Long Charlie is the tallest Indian on the Reservation (6 1/2 feet). Here you seem him heating the stones in front of his sweat house where he is about to take a treatment to relieve the suffering resulting from a fight of the day before the "sitting." The red mark on his arm is a wound received from another Indian's knife. These sweat houses are found all along the rivers and creeks. They are made by forcing both ends of long switches into the ground, thus forming a sort of miniature blind tunnel. When the patient is ready for his sweat bath he covers these over with his blankets (sometimes with sods) and builds a fire in front, where he warms his stones. When these are well heated he rolls them into the sweat house with sticks, and taking a vessel of water, he goes in, closing the flap behind him. He pours the water on the hot rocks and remains inside until he is sweating freely. He, then, rushes out and into the cold river, on the bank of which his house is built, coming immediately out of the water and rushing back in until he is thoroughly cooled. This mode of treatment is a sort of panacea for the Indians (especially the older ones and resulted in great mortality in smallpox and measles epidemics, as well as in the more recent "flu" epidemic.
The proud mother of these babies brought them 70 miles by canoe when she heard that she would be able to have their pictures taken. She was a bit unusual in that the Indians are still rather superstitious about having their pictures taken - but so are twins unusual among the Indians. You will note the garb is scarcely that of Indian taste, but this was one of the cases where the Major supplied the apparel in which they posed. The story you often hear that a tribal law require that twins be put to death, is without foundation and the Major is misquoted as its source.

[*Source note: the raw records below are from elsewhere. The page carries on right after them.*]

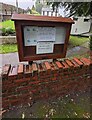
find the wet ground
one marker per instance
(75, 105)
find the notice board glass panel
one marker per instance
(44, 39)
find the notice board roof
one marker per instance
(20, 17)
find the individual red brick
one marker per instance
(53, 66)
(13, 72)
(5, 70)
(65, 64)
(86, 61)
(47, 64)
(34, 67)
(22, 80)
(78, 61)
(20, 70)
(59, 65)
(75, 64)
(28, 71)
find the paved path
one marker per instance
(12, 58)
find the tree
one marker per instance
(38, 6)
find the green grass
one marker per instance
(8, 48)
(7, 24)
(77, 40)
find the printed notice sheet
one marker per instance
(46, 34)
(44, 47)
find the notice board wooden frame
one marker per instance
(26, 52)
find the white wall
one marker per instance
(80, 26)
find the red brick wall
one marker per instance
(26, 83)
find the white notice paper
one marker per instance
(44, 47)
(46, 34)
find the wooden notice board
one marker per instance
(41, 37)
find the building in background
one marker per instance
(7, 10)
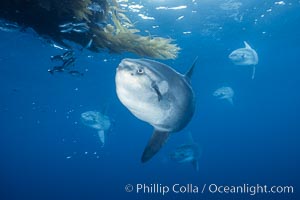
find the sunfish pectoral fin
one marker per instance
(101, 136)
(189, 73)
(195, 164)
(247, 46)
(157, 91)
(156, 141)
(253, 71)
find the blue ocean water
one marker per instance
(47, 153)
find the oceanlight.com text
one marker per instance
(163, 189)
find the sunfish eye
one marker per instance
(140, 71)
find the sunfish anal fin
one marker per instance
(101, 136)
(253, 72)
(157, 140)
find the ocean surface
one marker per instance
(48, 153)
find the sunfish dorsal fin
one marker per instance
(189, 73)
(157, 140)
(247, 46)
(195, 164)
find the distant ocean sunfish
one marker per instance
(158, 95)
(225, 93)
(245, 57)
(98, 121)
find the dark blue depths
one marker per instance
(47, 153)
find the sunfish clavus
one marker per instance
(245, 56)
(157, 94)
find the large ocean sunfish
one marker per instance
(245, 56)
(157, 94)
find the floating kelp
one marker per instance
(94, 24)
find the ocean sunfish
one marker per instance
(98, 121)
(157, 94)
(187, 153)
(224, 93)
(245, 56)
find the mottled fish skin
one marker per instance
(158, 95)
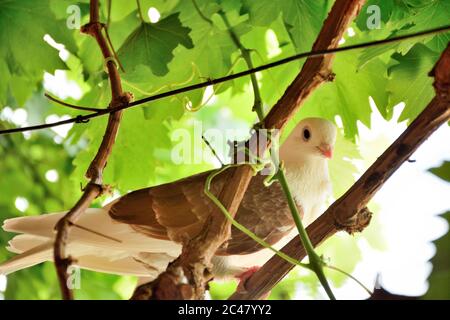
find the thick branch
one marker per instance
(94, 173)
(349, 212)
(194, 263)
(209, 82)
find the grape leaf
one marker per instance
(303, 18)
(409, 81)
(443, 171)
(22, 28)
(341, 97)
(152, 44)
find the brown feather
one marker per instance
(177, 211)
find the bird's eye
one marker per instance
(306, 134)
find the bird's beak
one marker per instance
(326, 150)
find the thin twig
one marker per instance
(212, 150)
(257, 102)
(349, 275)
(349, 212)
(311, 54)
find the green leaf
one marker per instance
(348, 95)
(303, 18)
(23, 25)
(443, 171)
(152, 44)
(439, 280)
(409, 81)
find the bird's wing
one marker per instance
(265, 212)
(174, 211)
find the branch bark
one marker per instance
(94, 173)
(188, 275)
(349, 212)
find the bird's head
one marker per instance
(311, 138)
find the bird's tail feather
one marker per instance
(123, 251)
(29, 258)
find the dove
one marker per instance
(146, 228)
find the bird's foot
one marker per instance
(244, 276)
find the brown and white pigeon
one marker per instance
(152, 223)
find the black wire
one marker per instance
(318, 53)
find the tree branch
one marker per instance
(188, 275)
(317, 53)
(349, 212)
(95, 186)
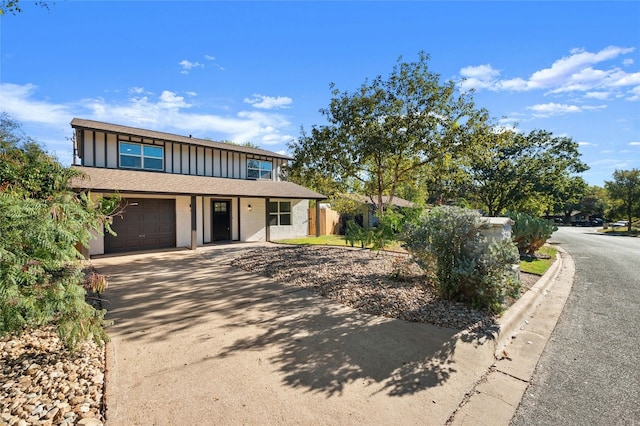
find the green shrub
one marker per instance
(354, 233)
(530, 233)
(41, 222)
(468, 268)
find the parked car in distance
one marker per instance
(621, 223)
(591, 222)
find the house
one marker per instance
(367, 210)
(180, 191)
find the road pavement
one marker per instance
(589, 372)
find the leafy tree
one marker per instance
(594, 202)
(530, 233)
(523, 172)
(388, 131)
(624, 190)
(41, 222)
(568, 196)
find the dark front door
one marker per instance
(221, 226)
(145, 224)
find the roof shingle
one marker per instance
(134, 181)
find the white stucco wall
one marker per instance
(253, 221)
(183, 221)
(299, 222)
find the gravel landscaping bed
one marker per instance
(365, 281)
(42, 384)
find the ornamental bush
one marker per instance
(468, 267)
(530, 233)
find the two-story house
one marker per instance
(180, 191)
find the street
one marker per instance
(589, 372)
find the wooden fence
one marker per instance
(329, 222)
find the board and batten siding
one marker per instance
(100, 149)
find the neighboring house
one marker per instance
(186, 192)
(368, 208)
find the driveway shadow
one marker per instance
(313, 344)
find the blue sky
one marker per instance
(260, 71)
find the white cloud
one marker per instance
(170, 100)
(169, 112)
(269, 102)
(17, 103)
(573, 73)
(187, 66)
(597, 95)
(554, 109)
(634, 94)
(479, 77)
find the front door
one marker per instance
(221, 226)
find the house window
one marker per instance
(257, 169)
(279, 213)
(138, 156)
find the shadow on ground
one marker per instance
(315, 345)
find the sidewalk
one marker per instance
(525, 330)
(198, 342)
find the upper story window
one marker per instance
(138, 156)
(257, 169)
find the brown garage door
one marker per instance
(146, 224)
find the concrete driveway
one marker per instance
(196, 341)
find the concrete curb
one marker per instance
(524, 332)
(514, 318)
(109, 360)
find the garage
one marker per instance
(145, 224)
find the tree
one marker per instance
(595, 201)
(386, 132)
(522, 172)
(569, 195)
(624, 190)
(41, 222)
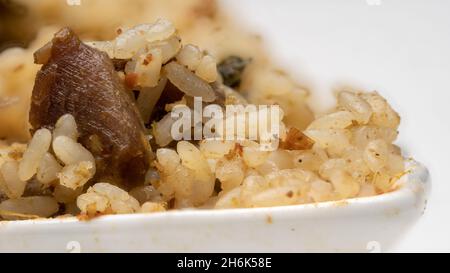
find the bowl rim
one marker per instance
(414, 185)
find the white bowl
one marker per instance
(359, 224)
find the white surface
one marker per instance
(400, 48)
(362, 224)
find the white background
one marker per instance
(400, 48)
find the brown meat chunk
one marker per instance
(82, 81)
(296, 140)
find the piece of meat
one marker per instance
(296, 140)
(82, 81)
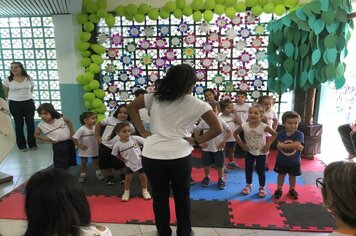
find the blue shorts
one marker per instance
(210, 158)
(294, 170)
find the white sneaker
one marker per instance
(125, 197)
(146, 195)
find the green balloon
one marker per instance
(94, 68)
(131, 9)
(110, 20)
(85, 53)
(88, 26)
(139, 18)
(209, 4)
(94, 18)
(97, 102)
(102, 12)
(219, 9)
(197, 16)
(230, 12)
(82, 18)
(187, 11)
(153, 14)
(181, 4)
(144, 8)
(85, 62)
(240, 7)
(83, 46)
(89, 96)
(256, 10)
(94, 84)
(97, 59)
(120, 10)
(208, 15)
(98, 48)
(178, 13)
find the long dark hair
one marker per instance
(23, 71)
(55, 204)
(48, 107)
(177, 82)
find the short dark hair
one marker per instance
(48, 107)
(139, 92)
(177, 82)
(290, 115)
(85, 115)
(55, 204)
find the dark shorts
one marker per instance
(64, 154)
(210, 158)
(294, 170)
(108, 161)
(128, 171)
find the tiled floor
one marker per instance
(23, 164)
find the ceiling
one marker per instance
(35, 7)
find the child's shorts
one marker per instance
(294, 170)
(128, 171)
(210, 158)
(107, 160)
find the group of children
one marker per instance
(253, 128)
(111, 145)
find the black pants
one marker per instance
(23, 111)
(165, 173)
(348, 140)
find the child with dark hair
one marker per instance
(85, 140)
(166, 155)
(233, 121)
(107, 161)
(144, 115)
(290, 146)
(55, 204)
(128, 150)
(57, 130)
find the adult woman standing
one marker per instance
(18, 88)
(167, 151)
(338, 188)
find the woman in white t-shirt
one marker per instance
(338, 188)
(18, 88)
(55, 204)
(166, 155)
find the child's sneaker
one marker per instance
(109, 180)
(232, 165)
(82, 178)
(278, 193)
(293, 194)
(146, 195)
(126, 196)
(205, 182)
(221, 184)
(100, 176)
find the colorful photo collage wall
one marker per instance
(228, 55)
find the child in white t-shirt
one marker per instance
(213, 150)
(58, 131)
(85, 140)
(128, 150)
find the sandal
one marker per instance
(261, 192)
(247, 189)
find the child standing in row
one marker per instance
(107, 162)
(290, 146)
(128, 150)
(213, 150)
(256, 146)
(58, 131)
(233, 121)
(84, 139)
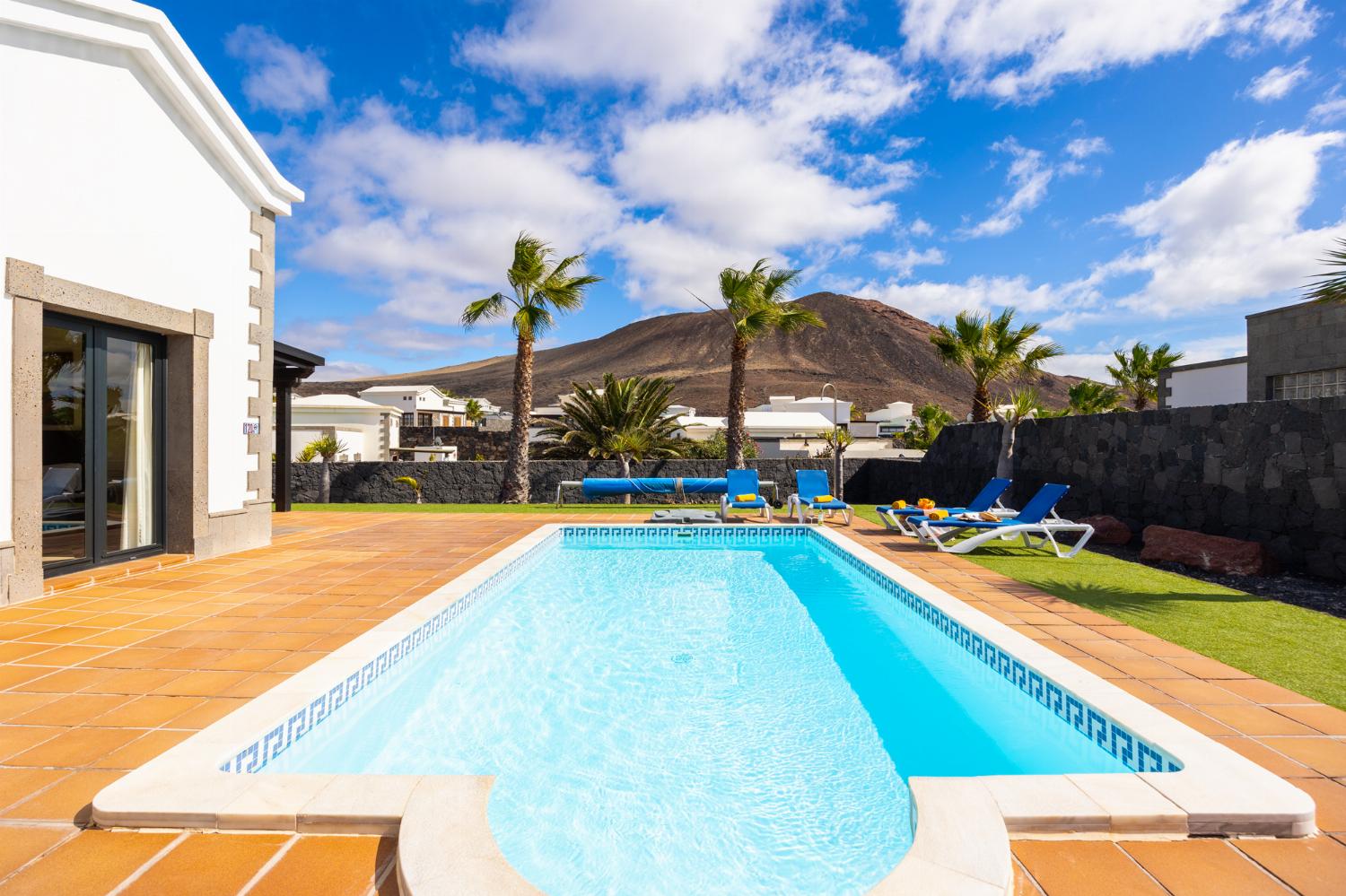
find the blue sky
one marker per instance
(1117, 170)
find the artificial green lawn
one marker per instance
(1291, 646)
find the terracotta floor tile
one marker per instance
(206, 713)
(1264, 692)
(67, 799)
(1324, 755)
(202, 683)
(209, 866)
(1254, 720)
(18, 785)
(1268, 758)
(147, 712)
(1313, 866)
(1197, 720)
(1193, 691)
(21, 845)
(1202, 868)
(15, 739)
(77, 747)
(1079, 868)
(75, 709)
(328, 866)
(142, 750)
(1324, 718)
(1330, 798)
(89, 864)
(16, 704)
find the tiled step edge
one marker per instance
(961, 847)
(446, 847)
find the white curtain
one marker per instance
(137, 509)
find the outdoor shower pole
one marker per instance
(836, 440)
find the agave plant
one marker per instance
(1138, 371)
(991, 350)
(925, 427)
(624, 419)
(540, 290)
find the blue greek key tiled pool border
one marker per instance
(1131, 750)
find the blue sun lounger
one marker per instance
(1031, 524)
(743, 482)
(809, 484)
(987, 500)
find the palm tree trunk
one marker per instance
(737, 433)
(516, 489)
(982, 404)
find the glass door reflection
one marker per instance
(65, 468)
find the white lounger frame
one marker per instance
(1044, 530)
(726, 509)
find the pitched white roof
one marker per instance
(339, 401)
(147, 35)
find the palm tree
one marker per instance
(1089, 397)
(625, 419)
(758, 303)
(1020, 405)
(1332, 284)
(1138, 371)
(328, 447)
(540, 290)
(991, 349)
(925, 428)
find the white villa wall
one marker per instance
(1202, 387)
(118, 196)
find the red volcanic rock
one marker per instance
(1108, 530)
(1213, 553)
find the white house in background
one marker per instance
(422, 405)
(369, 431)
(836, 412)
(885, 422)
(137, 225)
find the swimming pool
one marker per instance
(723, 710)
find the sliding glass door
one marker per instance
(102, 465)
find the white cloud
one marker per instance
(1020, 48)
(1278, 81)
(1330, 108)
(341, 370)
(435, 217)
(1230, 231)
(940, 300)
(1081, 148)
(1028, 174)
(669, 46)
(904, 263)
(280, 77)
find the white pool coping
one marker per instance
(1217, 791)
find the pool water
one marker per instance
(696, 718)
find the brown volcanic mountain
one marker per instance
(874, 354)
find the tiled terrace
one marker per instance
(112, 670)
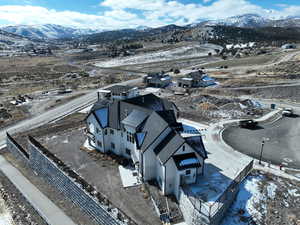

The Indians of the Umatilla Reservation are more adept in the construction of bags than baskets, though they do make some baskets. When they do make them they use corn husks woven together with a twine made from roots they gather. Some baskets are, however, made of cedar roots covered with the inside of some kinds of bark. One of these we purchased, and wishing to use it for candy on one occasion, we scrubbed it thoroughly with a metal "mitt" and soap suds, but neither the form nor the colors were in the least affected.
There are now few medicine men left on the Reservation and when the need of one is urgent he is brought from Yakima. They charge the Indians unmercifully for their services, but their position is a bit precarious, too, for should the patient fail to recover it is not strange for some relative to decide the medicine man killed him or her and seek his life in return.
Baby's first cradle is simple, but as he grows older he is given a larger and more elaborate board. These first ones are almost always made of buckskin, though the later ones are frequently of cloth and very heavily beaded.